During the mid-19th century, scholars excavated a group of elaborate Roman tombs at the ancient Italian city of Praeneste, also known as Palestrina. Situated along the Via Latina, an important Roman road, they contained fine furniture, golden jewelry, and other luxurious items. These structures included the Barberini Tomb, which is also referred to as the Corneli Tomb. Today, it’s the only one among this group that's still largely intact.

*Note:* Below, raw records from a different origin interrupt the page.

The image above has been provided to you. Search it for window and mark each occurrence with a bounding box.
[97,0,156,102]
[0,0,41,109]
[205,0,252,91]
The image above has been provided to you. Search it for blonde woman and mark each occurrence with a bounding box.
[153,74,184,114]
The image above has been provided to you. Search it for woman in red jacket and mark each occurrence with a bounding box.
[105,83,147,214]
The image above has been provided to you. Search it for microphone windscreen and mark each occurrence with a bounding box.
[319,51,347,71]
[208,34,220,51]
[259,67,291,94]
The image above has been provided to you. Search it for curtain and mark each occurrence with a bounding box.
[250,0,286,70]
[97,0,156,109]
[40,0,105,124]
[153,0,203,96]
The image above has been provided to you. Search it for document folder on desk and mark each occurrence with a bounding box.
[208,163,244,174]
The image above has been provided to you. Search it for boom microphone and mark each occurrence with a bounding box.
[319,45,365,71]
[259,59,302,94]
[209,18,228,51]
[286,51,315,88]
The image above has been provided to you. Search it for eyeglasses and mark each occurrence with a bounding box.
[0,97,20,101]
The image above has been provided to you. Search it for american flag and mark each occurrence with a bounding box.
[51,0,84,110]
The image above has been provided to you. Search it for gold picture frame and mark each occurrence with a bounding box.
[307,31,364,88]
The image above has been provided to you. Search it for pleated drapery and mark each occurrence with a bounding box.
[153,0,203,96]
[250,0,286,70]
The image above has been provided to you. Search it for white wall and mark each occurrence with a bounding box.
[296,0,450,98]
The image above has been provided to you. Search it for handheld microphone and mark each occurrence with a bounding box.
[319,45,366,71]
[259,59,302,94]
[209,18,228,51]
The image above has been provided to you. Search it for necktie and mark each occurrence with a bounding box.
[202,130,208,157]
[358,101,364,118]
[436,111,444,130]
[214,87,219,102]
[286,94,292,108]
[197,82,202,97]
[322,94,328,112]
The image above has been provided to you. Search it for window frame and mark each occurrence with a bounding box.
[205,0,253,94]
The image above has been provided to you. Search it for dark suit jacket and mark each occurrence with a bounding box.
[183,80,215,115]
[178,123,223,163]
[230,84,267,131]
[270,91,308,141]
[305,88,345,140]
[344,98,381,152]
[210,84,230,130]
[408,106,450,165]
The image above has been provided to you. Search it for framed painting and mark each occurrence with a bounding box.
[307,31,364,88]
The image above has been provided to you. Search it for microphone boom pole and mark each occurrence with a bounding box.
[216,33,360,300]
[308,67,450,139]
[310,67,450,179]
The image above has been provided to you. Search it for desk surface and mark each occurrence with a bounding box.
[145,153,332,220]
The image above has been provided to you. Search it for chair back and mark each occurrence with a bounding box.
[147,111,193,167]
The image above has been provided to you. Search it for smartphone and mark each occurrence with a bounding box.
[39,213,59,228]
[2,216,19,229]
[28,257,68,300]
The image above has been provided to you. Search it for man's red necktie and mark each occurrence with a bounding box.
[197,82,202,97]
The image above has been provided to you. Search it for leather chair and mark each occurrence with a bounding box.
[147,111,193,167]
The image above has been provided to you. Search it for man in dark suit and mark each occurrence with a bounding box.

The Barberini Tomb received its name from the princely Barberini family, who were the last known landowners of the surrounding estate. (Today, this land is part of a public archaeological park.) It’s well preserved “because through the centuries it was always used as a shelter for agriculture and sheep-farming purposes, up through the 1800s," said Francesca Montella, the archaeologist in charge of the Barberini Tomb’s restoration, according to the Agenzia Nazionale Stampa Associata.

In addition to its two stories, the Barberini Tomb contains an underground funerary chamber with a mosaic floor, which once contained a stunning Roman sarcophagus. (It was moved to the Vatican Museums during the 1700s.) There are also frescoes portraying animals, plants, and mythological figures.

Conservators spent two years restoring the Barberini Tomb, a process that included installing a lighting system and rebuilding its staircase and collapsed ground floor. The nearly $300,000 project will be completed sometime in 2018, but in November the tomb opened to visitors, who can now make reservations to take a guided tour of the building.